There are aspirations I have for restoring a better way of interrupting life and normality so that we can come through future challenges in a way which is closer to who we want to be both as individuals and as a society.

So, in this hinterland of life interrupted let us prepare to do better.

Let us prepare to listen to those who are experiencing the agony of aloneness and mental health fatigue and breakdown. We have to attend better to the issues that  mean that people are struggling in their mental health with the interruption of the normal – we are all creatures of habit to a greater or lesser extent and the habits of our humanity have been thrown out of kilter. There are countless who have suffered in isolation and who today are anxious over the prospects of their future, potentially being unemployed or unable to achieve their dreams and aspirations.

Let us prepare to do better in supporting those who have lost loved ones during the pandemic and who might do so in the future. We have to do better at talking about death and dying, to stop ourselves becoming numb to the statistics of death and start finding a vocabulary that enables us to speak and to share grief with one another. In England hundreds have died from this virus in the past week yet their deaths are diminished by political silence and absence from media comment. We have to do better at working at the solace of comforting one another.

Let us prepare to do better in our care homes by really listening to what residents and families want in these changed times. We have to start to really include and involve people whose lives have been turned upside down by the pandemic. Emergency response may have justified non-inclusive action and decision-making, but in these times and moving forward we have to find better ways at making sure the autonomy and individual rights of those who reside in care homes and their families are considered just as important as the views of ‘experts’, professionals and staff.

Let us prepare for the future by making sure that we really learn the devastating truth of deterioration and decline in the health and wellbeing of care home residents by better managing measures taken to protect but which have stopped people living a life which is theirs by imprisoning them from contact and relationship, from movement and activity in their care homes. We need to do better at protecting and advancing holistic care and support including making sure in the future health professionals are physically present in care homes.

Let us do better and prepare to change a system of community social care commissioning which treats individual citizens as packages of commoditised care and let us start to re-discover the essence of relational support. There is a wave of unmet need and family carer breakdown in our communities about to overwhelm us.

Let us prepare to ensure the physical realities of ventilators and stand-by hospitals, of PPE and medical supplies are in place but let us also remember we need to continually do something about the health and wellbeing of an exhausted and sometimes demoralised staff. In particular let us face up to the reality that many working in leadership and management in social care are at breaking point with exhaustion not least from the continual demands from an insensitive system over which they have no control. We need to appreciate that we are at risk of haemorrhaging managers from the care system because of a lack of professional respect and understanding or simply because they are spent and knackered by the weeks and months that have passed.

I could go on, but I am convinced in this time and space we have to not just learn lessons but to start working on doing better.

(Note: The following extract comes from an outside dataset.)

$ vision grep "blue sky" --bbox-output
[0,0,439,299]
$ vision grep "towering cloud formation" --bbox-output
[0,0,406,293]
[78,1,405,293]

And perhaps the biggest challenge is one we all face and one which I think only now we are beginning to truly appreciate – and that is that we are all of us needing support in order to live this life less ordinary. We need support to learn to live with a lack of the familiar and routine; whether that be working from home, coping with different models of learning for our children; not being able to be as autonomous as we once were, or simply how to ‘be’ healthy in a world of social distance and physical detachment. In a sensual physical world, we have to learn to give assurance and affection without touch and presence. We all of us have to live in our mid-Covid hinterland between past lives and future uncertainty.

In the fragmented space of our normality, in that hinterland between ordinary days and unknown future, we have to work together to create a response which roots us in our shared humanity and our collective need to be compassionate and to care. As we yearn for the familiar and the ordinary, we have to support each other to find our ways through the fractures of feelings which for many are raw and painful, confused and conflicted.

On the other side of the storm the world is forever changed. There is a freshness of air and a breath which invigorates. As we gather up the driftwood of our past we find a new purpose and direction for our present. I hope that will mean for many of us the finding of beauty in the ordinary and meaning in the mundane. We will be able to look out and see the clouds and the sun gathering on the horizon and feel at ease with who we have become as individuals, as a care system and as a community, and we will find the clothes we wear are dignity, care and compassion. It is a future we have to prepare for just like the Scottish weather.

Donald Macaskill

Forthcoming UK IPC guidance for the remobilisation of health and care services

Please see letter below from Scotland’s CNO, CMO and National Clinical Director regarding the UK IPC guidance for the remobilisation of health and care services which is due to be published. The letter provides an overview of the key messages and outlines the Scottish Government’s expectations in terms of implementation.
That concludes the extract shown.